The effects of this real-world “rising tides raise all boats” approach to customer service enablement can be eye-opening. For instance, the customer service team for a leading internet service provider increased their add-on sales conversions by 38% in the first two months by using our own platform, Cresta. Moving forward, they increased add-on sales by 2.7x overall in their next quarter compared to their pre-Cresta performance.
Finally, the impact of real-time customer service, when expertly executed, extends beyond the moment of resolving customer issues. It can also increase brand loyalty and the chances for repeat business. This is especially true in recent years, as research shows customers value “average” customer service less over time. Even then, customer satisfaction alone is no longer enough to foster brand loyalty.
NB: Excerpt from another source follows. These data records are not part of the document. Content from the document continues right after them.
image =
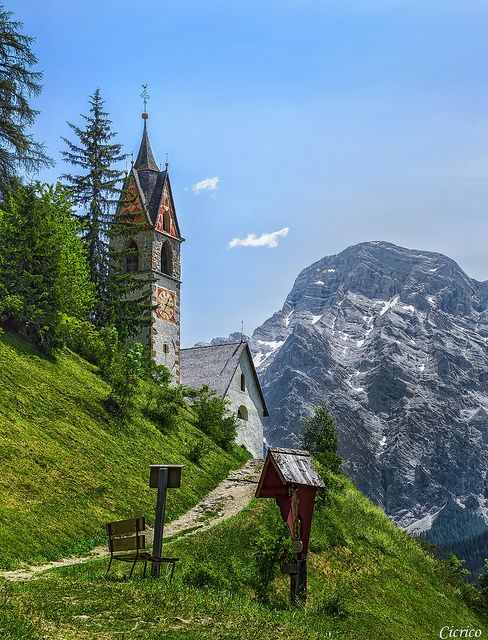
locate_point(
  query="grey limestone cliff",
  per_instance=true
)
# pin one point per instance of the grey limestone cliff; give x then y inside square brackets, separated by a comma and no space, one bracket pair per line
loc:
[394,341]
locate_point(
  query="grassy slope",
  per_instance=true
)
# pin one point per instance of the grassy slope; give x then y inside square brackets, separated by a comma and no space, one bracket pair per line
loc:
[66,466]
[367,580]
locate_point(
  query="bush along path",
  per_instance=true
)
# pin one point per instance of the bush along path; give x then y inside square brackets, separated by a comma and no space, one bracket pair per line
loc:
[226,500]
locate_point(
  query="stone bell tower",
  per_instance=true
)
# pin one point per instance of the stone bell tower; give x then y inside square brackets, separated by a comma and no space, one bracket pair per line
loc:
[155,251]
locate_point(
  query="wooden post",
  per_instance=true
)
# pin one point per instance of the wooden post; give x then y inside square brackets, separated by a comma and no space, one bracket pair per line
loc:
[301,582]
[159,520]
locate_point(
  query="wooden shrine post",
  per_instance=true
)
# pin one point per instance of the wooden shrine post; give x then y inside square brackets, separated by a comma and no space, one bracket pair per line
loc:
[290,477]
[162,477]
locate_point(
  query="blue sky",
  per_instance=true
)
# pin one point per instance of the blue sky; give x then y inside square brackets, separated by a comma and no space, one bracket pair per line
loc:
[341,121]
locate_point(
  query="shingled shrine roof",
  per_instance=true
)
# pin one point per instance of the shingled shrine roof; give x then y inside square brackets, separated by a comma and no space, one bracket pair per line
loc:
[215,366]
[295,466]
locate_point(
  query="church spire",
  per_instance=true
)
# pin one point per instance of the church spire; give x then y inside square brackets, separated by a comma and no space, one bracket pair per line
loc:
[145,158]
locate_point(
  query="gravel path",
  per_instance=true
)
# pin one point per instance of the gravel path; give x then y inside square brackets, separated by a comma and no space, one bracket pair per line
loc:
[227,499]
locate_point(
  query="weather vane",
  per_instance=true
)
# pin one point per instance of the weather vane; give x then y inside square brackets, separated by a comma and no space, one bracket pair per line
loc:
[145,98]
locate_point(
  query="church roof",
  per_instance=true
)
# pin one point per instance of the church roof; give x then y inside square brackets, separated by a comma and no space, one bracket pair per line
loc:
[151,181]
[145,159]
[215,366]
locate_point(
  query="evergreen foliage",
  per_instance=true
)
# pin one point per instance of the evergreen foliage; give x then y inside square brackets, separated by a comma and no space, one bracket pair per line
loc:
[95,189]
[44,273]
[18,83]
[319,436]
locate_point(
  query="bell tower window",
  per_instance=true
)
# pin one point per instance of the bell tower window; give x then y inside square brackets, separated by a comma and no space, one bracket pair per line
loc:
[132,259]
[166,259]
[166,222]
[242,413]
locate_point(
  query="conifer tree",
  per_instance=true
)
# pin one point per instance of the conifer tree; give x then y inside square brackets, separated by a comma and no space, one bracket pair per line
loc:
[18,82]
[44,272]
[319,436]
[95,189]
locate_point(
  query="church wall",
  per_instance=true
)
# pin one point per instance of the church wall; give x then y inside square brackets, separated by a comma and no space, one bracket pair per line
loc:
[162,332]
[250,431]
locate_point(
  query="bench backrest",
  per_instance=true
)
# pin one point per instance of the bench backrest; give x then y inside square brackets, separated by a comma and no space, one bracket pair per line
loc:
[125,535]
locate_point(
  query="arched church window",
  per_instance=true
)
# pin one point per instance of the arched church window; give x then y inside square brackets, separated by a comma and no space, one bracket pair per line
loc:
[167,259]
[166,222]
[132,259]
[242,413]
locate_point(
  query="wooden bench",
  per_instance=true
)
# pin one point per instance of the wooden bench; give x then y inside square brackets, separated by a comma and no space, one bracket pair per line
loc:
[127,542]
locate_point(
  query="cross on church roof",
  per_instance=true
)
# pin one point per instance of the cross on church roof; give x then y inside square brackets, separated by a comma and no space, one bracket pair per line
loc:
[145,98]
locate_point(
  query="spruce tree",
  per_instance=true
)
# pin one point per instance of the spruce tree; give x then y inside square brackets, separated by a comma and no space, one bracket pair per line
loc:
[18,83]
[44,273]
[95,189]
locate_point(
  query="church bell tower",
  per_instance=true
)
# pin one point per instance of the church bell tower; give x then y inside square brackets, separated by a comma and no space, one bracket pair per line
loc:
[155,251]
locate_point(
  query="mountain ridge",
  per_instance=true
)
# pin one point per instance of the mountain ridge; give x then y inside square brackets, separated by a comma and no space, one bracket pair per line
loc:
[394,341]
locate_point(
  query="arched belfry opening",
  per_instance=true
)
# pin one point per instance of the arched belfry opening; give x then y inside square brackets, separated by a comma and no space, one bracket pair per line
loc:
[242,413]
[132,259]
[167,259]
[166,222]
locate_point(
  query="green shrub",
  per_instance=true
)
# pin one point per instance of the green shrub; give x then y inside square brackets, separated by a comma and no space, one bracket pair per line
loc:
[197,450]
[213,417]
[82,337]
[319,436]
[270,546]
[163,404]
[125,375]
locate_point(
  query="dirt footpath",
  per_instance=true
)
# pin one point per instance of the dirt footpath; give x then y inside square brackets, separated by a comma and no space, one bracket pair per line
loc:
[227,499]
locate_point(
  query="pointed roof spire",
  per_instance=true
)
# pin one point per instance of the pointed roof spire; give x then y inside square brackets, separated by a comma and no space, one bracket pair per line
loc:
[145,158]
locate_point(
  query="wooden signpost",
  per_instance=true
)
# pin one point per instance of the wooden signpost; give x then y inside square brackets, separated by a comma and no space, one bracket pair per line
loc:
[290,477]
[162,477]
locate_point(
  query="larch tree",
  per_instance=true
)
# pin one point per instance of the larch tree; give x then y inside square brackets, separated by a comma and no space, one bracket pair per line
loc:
[19,82]
[95,188]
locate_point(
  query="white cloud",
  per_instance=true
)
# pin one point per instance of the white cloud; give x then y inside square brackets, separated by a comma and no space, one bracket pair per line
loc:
[269,240]
[209,184]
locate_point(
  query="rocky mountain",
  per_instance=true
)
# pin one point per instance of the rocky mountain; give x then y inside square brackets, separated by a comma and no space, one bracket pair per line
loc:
[394,341]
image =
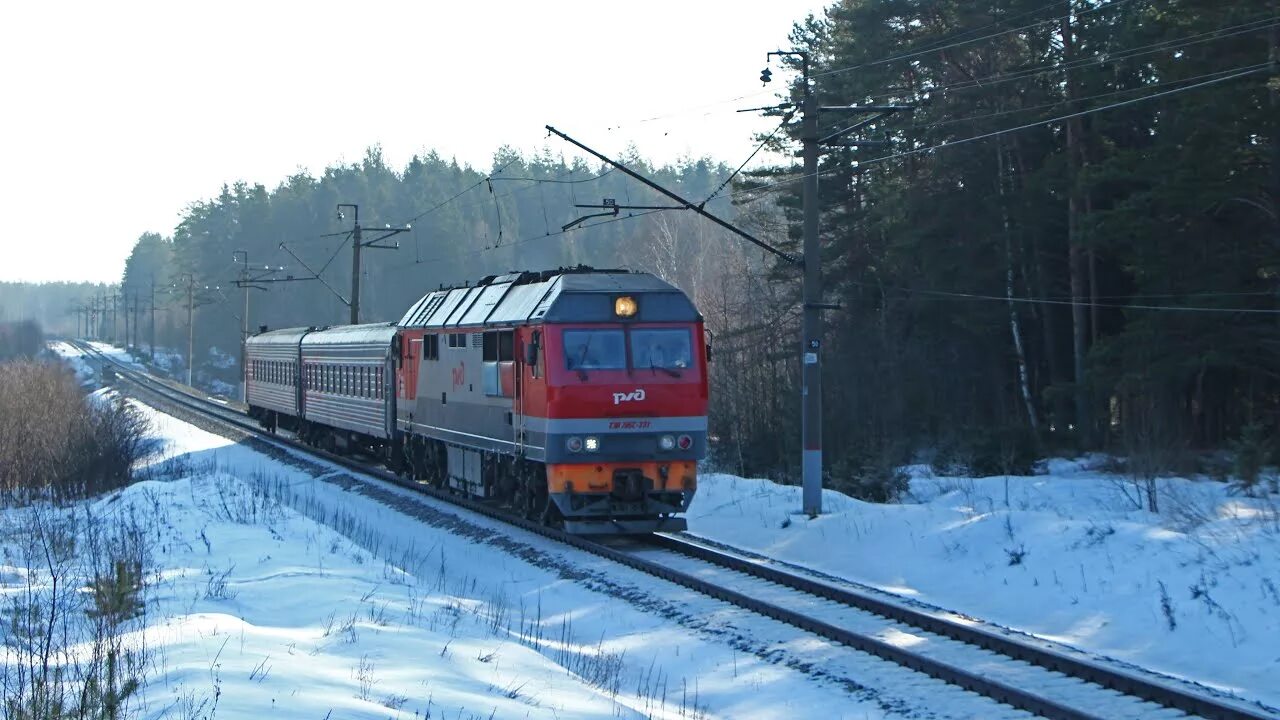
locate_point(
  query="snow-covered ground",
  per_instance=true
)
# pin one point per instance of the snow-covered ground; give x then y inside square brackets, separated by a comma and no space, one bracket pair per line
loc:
[1192,591]
[293,595]
[278,587]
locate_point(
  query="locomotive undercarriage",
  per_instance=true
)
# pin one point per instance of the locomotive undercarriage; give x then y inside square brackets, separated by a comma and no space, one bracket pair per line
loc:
[629,505]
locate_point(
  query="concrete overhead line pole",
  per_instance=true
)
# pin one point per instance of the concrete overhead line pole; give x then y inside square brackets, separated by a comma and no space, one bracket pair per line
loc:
[243,283]
[357,244]
[152,338]
[188,283]
[810,351]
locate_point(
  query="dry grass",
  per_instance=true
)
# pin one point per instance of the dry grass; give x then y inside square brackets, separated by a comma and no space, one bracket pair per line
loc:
[55,443]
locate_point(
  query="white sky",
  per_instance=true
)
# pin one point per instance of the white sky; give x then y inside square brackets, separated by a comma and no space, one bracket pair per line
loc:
[119,114]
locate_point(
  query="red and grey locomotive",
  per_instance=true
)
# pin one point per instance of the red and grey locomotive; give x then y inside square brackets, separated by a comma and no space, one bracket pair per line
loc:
[574,396]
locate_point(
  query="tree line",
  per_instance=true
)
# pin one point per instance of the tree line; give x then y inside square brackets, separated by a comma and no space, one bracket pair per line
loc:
[1072,241]
[1070,244]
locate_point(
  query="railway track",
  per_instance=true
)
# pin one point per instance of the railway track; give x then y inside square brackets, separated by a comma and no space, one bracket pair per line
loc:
[1020,673]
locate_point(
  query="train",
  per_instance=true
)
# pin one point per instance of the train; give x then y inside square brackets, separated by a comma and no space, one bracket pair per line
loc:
[575,397]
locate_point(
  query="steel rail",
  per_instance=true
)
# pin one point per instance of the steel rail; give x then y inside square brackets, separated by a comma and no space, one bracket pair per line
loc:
[1022,698]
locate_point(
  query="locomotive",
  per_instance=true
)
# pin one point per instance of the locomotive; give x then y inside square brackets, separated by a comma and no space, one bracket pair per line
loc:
[574,396]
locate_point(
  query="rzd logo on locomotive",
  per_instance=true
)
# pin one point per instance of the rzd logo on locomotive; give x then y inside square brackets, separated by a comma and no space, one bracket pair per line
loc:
[620,397]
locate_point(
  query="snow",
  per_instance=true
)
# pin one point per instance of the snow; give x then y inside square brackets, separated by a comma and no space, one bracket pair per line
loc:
[280,587]
[1065,556]
[293,591]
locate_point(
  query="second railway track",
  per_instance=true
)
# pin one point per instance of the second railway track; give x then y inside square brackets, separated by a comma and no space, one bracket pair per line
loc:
[1019,673]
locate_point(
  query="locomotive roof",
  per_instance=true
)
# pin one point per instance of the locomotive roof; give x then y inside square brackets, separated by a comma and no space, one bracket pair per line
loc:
[566,295]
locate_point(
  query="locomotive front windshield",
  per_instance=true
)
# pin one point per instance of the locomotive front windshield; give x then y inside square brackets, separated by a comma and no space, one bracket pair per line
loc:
[595,350]
[667,349]
[664,349]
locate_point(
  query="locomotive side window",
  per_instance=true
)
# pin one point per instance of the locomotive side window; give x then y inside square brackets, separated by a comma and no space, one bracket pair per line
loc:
[506,346]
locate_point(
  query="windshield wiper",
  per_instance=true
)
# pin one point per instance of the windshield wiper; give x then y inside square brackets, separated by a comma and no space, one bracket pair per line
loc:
[581,358]
[671,372]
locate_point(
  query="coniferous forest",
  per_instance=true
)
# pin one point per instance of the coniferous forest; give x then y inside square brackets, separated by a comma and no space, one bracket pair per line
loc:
[1072,242]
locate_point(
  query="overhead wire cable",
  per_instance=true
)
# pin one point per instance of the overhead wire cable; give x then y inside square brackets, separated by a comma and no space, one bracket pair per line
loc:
[1022,127]
[1098,59]
[951,37]
[1069,302]
[1047,105]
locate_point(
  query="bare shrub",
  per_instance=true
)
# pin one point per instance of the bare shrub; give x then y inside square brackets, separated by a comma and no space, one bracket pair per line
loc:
[71,642]
[56,445]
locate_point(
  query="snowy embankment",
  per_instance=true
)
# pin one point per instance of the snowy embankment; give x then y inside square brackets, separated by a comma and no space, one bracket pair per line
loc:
[1192,591]
[279,587]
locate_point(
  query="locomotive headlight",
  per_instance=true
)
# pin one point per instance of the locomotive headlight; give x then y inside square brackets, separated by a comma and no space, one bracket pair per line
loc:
[625,306]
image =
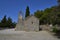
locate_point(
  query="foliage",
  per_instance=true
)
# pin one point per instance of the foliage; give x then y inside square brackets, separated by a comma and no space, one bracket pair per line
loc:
[7,23]
[55,29]
[27,12]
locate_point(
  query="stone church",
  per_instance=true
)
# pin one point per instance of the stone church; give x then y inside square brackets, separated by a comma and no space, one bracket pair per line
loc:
[30,23]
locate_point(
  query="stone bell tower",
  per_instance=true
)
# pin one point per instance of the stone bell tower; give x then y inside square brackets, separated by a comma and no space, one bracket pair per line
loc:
[19,26]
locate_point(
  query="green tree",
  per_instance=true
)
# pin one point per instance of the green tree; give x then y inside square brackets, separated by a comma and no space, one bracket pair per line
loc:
[27,12]
[4,22]
[38,13]
[9,22]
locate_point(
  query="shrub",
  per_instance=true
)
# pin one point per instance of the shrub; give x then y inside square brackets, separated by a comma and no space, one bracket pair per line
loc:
[55,29]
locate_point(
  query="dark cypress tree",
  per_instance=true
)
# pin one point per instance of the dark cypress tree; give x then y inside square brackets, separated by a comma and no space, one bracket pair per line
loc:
[27,12]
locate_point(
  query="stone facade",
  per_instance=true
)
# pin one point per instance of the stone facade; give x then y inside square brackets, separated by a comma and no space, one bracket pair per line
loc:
[31,23]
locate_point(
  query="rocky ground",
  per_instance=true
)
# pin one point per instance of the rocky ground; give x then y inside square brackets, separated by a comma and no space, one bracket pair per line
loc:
[11,34]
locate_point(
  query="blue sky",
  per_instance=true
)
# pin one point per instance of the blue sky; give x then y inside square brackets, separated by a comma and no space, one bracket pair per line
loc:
[12,7]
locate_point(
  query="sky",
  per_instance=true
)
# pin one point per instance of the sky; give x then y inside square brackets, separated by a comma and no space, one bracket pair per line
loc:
[10,8]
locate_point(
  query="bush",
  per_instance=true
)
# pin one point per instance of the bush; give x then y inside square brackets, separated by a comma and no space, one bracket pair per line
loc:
[55,29]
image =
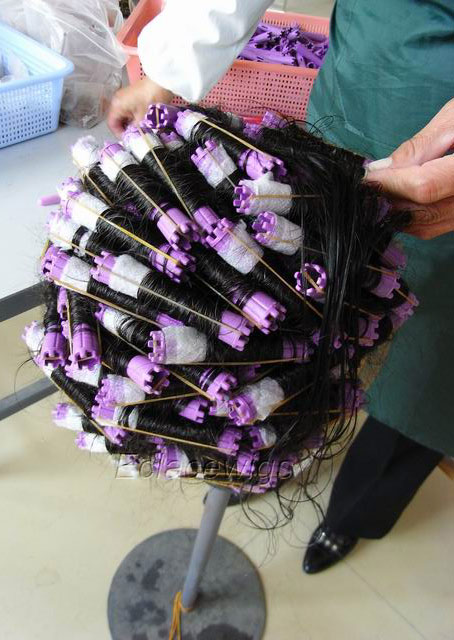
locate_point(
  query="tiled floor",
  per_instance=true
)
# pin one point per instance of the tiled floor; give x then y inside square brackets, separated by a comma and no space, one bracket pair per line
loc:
[67,524]
[311,7]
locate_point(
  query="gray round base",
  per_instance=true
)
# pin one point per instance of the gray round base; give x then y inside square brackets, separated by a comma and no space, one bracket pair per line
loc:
[230,606]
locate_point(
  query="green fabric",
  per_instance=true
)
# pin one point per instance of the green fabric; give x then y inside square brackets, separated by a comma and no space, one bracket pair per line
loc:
[389,69]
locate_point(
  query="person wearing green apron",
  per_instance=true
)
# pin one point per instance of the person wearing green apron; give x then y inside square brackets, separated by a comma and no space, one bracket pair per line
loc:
[388,72]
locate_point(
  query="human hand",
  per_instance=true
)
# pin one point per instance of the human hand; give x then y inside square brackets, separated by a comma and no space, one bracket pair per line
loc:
[130,104]
[421,178]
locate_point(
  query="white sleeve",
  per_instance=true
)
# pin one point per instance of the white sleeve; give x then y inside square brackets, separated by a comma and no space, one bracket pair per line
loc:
[189,46]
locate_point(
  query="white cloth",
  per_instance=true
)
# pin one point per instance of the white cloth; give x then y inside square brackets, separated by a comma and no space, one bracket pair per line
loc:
[189,46]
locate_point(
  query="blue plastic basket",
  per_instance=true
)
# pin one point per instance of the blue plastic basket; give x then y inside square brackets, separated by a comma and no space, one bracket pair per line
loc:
[30,107]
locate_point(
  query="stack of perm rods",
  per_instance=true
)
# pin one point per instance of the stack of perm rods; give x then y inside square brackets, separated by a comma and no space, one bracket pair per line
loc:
[211,288]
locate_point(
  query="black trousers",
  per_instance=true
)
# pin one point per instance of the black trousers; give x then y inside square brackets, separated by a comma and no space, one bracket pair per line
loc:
[379,476]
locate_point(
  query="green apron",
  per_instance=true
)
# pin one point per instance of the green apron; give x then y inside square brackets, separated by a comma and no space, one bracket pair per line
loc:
[389,70]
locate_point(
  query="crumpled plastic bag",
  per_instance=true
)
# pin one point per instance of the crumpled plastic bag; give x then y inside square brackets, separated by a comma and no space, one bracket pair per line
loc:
[84,32]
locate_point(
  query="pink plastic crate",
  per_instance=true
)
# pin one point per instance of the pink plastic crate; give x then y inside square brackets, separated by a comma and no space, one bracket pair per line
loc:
[248,88]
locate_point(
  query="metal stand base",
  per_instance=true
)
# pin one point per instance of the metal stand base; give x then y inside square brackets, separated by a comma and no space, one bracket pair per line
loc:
[230,604]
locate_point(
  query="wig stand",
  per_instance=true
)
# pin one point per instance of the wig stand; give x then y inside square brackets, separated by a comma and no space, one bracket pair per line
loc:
[211,585]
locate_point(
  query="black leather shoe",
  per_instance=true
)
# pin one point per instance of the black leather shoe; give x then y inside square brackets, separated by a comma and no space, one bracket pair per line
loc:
[325,549]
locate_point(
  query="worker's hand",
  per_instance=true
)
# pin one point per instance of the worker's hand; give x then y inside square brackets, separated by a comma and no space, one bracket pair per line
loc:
[421,177]
[130,104]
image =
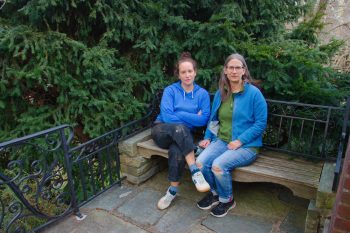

So, the key to customer retention involves linking what customers say to what they actually go on to do. And with real-time AI at the core of your customer care offering, it’s possible to scale beyond the moment to impact customer service in the future.
This brings us to predictive behavior analysis—yet another way to optimize customer service. Customer service-focused AI solutions can now employ pattern logic and sentiment analysis to understand how a customer’s experience will affect their future behavior as a customer. Organizations are using customer emotion, as detected by AI, as an indicator of the customer’s likelihood to renew or churn at a future date. Long silences or voices speaking over one another underscore AI’s understanding of anger or frustration. Or distress identified at the beginning of a call could signal very different things than distress identified at the end of a call.
This ability to “predict the present” improves the effectiveness of customer journeys and algorithmic learning loops that optimize themselves over time, ultimately improving customer service, business outcomes, and a business’s ability to forecast the future.
At the end of it all, customer service has to meet customers where they’re at. And while meeting them in the present was once the ceiling, it’s now become the floor. But know you’re not alone in facing these challenges—real, lasting change is being realized through contact center AI.